Biological Sciences Division, Pacific Northwest National Laboratory, Richland, Washington United States.
Anal Chem. 2021 Mar 2;93(8):3830-3838. doi: 10.1021/acs.analchem.0c04341. Epub 2021 Feb 19.
The prediction of structure dependent molecular properties, such as collision cross sections as measured using ion mobility spectrometry, are crucially dependent on the selection of the correct population of molecular conformers. Here, we report an in-depth evaluation of multiple conformation selection techniques, including simple averaging, Boltzmann weighting, lowest energy selection, low energy threshold reductions, and similarity reduction. Generating 50 000 conformers each for 18 molecules, we used the In Silico Chemical Library Engine (ISiCLE) to calculate the collision cross sections for the entire data set. First, we employed Monte Carlo simulations to understand the variability between conformer structures as generated using simulated annealing. Then we employed Monte Carlo simulations to the aforementioned conformer selection techniques applied on the simulated molecular property: the ion mobility collision cross section. Based on our analyses, we found Boltzmann weighting to be a good trade-off between precision and theoretical accuracy. Combining multiple techniques revealed that energy thresholds and root-mean-squared deviation-based similarity reductions can save considerable computational expense while maintaining property prediction accuracy. Molecular dynamic conformer generation tools like AMBER can continue to generate new lowest energy conformers even after tens of thousands of generations, decreasing precision between runs. This reduced precision can be ameliorated and theoretical accuracy increased by running density functional theory geometry optimization on carefully selected conformers.

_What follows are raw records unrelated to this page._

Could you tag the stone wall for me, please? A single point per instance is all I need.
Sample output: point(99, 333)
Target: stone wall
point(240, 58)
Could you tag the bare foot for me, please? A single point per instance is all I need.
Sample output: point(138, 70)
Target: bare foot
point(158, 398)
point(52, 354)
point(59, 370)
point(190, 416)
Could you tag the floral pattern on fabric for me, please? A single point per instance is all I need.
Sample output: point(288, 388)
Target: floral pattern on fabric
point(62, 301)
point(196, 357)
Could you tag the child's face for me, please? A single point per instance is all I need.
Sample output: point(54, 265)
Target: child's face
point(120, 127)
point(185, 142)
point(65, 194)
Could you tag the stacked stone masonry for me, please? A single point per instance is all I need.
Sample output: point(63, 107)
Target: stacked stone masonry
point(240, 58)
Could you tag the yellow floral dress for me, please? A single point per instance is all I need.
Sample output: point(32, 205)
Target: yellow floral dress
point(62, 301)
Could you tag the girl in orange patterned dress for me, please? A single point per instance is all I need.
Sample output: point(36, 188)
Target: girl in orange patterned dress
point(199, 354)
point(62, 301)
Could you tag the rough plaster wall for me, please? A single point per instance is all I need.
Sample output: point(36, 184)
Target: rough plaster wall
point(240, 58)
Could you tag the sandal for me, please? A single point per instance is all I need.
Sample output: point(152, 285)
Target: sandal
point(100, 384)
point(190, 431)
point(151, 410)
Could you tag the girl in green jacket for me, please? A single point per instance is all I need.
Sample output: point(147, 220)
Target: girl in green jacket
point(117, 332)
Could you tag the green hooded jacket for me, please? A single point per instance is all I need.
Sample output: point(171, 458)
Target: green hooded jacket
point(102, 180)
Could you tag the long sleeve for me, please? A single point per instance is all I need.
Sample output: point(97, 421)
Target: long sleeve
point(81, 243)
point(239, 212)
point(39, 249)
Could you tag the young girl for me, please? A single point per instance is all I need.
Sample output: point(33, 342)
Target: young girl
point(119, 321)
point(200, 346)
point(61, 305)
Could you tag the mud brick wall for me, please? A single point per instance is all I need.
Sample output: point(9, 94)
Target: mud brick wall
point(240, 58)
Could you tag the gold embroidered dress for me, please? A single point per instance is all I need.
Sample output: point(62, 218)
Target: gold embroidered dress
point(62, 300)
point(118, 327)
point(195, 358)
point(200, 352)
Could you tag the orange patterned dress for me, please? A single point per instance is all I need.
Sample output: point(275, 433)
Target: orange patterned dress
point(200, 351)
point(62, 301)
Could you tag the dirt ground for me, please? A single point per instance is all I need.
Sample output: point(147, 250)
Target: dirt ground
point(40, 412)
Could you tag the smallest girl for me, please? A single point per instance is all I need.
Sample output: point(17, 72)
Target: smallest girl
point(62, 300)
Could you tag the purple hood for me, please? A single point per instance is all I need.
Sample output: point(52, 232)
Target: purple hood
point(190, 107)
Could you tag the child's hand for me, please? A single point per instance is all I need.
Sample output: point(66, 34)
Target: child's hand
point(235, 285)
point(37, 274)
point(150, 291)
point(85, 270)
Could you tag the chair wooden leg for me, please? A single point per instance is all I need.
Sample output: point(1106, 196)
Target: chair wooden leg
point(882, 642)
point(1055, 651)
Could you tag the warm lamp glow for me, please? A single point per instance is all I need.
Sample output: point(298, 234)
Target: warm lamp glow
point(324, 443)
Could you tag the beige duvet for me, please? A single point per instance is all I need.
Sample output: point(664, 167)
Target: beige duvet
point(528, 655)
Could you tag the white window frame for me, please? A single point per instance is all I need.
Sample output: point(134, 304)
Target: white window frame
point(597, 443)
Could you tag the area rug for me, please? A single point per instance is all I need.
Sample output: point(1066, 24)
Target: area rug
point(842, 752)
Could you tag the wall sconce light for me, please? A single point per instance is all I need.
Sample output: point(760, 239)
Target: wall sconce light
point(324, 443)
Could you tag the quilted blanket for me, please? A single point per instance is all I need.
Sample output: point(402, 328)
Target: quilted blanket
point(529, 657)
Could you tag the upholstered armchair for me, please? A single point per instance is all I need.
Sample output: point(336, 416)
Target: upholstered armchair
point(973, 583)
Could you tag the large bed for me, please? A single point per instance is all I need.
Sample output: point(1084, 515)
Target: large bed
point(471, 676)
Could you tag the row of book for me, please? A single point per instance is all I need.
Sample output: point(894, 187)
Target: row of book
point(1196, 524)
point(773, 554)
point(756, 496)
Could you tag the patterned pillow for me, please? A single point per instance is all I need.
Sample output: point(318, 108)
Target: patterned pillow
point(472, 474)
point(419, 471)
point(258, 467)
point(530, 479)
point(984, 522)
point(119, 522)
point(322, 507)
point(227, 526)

结构相关分子性质的预测,如使用离子淌度谱法测量的碰撞截面,很大程度上取决于正确的分子构象群体的选择。在这里,我们报告了对多种构象选择技术的深入评估,包括简单平均、玻尔兹曼加权、最低能量选择、低能量阈值降低和相似性降低。为 18 个分子中的每个分子生成 50000 个构象,我们使用 In Silico Chemical Library Engine(ISiCLE)计算整个数据集的碰撞截面。首先,我们使用蒙特卡罗模拟来理解使用模拟退火生成的构象结构之间的可变性。然后,我们将蒙特卡罗模拟应用于上述构象选择技术,用于模拟分子性质:离子淌度碰撞截面。根据我们的分析,我们发现玻尔兹曼加权是在精度和理论准确性之间的良好折衷。结合多种技术表明,能量阈值和均方根偏差为基础的相似性降低可以在保持属性预测准确性的同时节省大量计算费用。像 AMBER 这样的分子动力学构象生成工具可以在数万次生成后继续生成新的最低能量构象,从而降低运行之间的精度。通过对精心选择的构象进行密度泛函理论几何优化,可以改善这种降低的精度并提高理论准确性。